Il fut un temps où les emprises du cheval et de la voile configuraient les cartes terrestres et maritimes. Il fut un temps où la vapeur et les chemins de fer restructurèrent l'espace par le nouveau réseau de relations qu'ils tissèrent avec ses noeuds mais aussi avec ses espaces laissés libres. Puis ce fut autour de l'automobile et des routes, des avions et de leurs lignes aériennes de mailler l'espace de toiles nouvelles.Dans tous ces cas de figure les communications restaient, différemment bien sûr, liées à leur condition d'espace et de temps Et puis, vinrent avec le télégraphe, le téléphone filaire, la radio, la télévision, Internet, la téléphonie sans fil des moyens de communication dressant à leur tour des maillages nouveaux. Les moyens d'information instantanés contemporains font que les communications tendent à ne plus dépendre de leurs conditions spatiales et temporelles.

** De nouveaux maillages. Dans l'espace nouveau, l'homme de ce début de troisième millénaire ne se définit plus par par le lieu d'appartenance où il vit ; téléphone mobile et ordinateur portable libèrent l'adresse du lieu d'appel et l'adresse de réception. Sur la Toile il navigue à travers le monde sans se déplacer, consulte ses mails ici où là, c'est-à-dire de n'importe où. Le lieu d'où il vient ne suffit plus à définir l'homme. Il est d'ici ou d'ailleurs. Il est qui il est, un point c'est tout. La jeunesse contemporaine a autant de mal à appréhender le comportement des moins jeunes envers les nouvelles technologies quà saisir l'espace ancien où l'information circulait mal et lentement. La rapidité des communications permet virtuellement de prendre connaissance de tout ou partie de la mémoire globale et collective disponible de la communauté des hommes, à tout moment, à toute personne indépendamment du lieu de requête..Hier encore un lien étroit unissait l'homme, son nom et ... son domicile ainsi que tout ce qui pouvait s'y rattacher. Quiconque pouvait entrer en relation avec la personne que son adresse permettait de situer.
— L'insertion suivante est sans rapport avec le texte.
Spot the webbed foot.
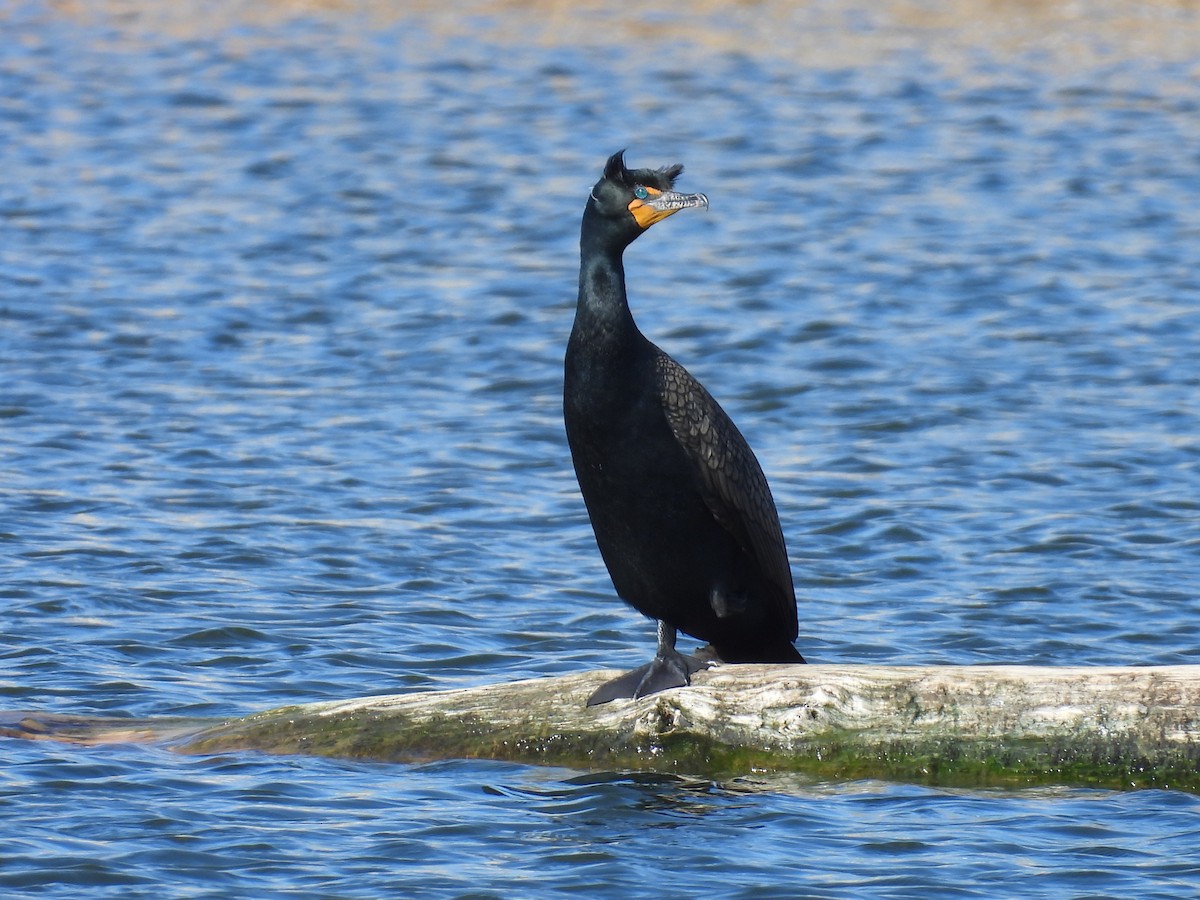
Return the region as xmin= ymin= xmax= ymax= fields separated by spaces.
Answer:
xmin=586 ymin=650 xmax=709 ymax=706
Aujourd'hui déjà en partie et plus encore demain les nouvelles technologies d'information et de communication rendront les hommes moins dépendants du lieu. Téléphone mobile et ordinateur portable - lorsqu'ils se généraliseront - conduiront les hommes à vivre et à penser autrement.
Dorénavant qui est mon voisin ? Je peux ignorer celui qui vit à la porte d' à côté et être en relation étroite avec celui résidant dans l'autre hémisphère. Du fait de l'accès à l'espace global et au temps réel que permettent ces NTIC l'enracinement local ne sera plus ce qu'il était, les relations de voisinage et la catégorie de prochain elle-même ne seront plus les mêmes puisque ce dernier pourra être lointain.La mobilité modifie l'espace. Il y a passage du local au global, du lieu au non-lieu. Avec l'ordinateur de bureau ou le téléphone filaire n'avait pas encore était séparée de sa localisation spatiale. Avec la généralisation de la wi-fi, l'homo connecticus pourra théoriquement disposer où qu'il soit des mêmes services que depuis son espace privatif.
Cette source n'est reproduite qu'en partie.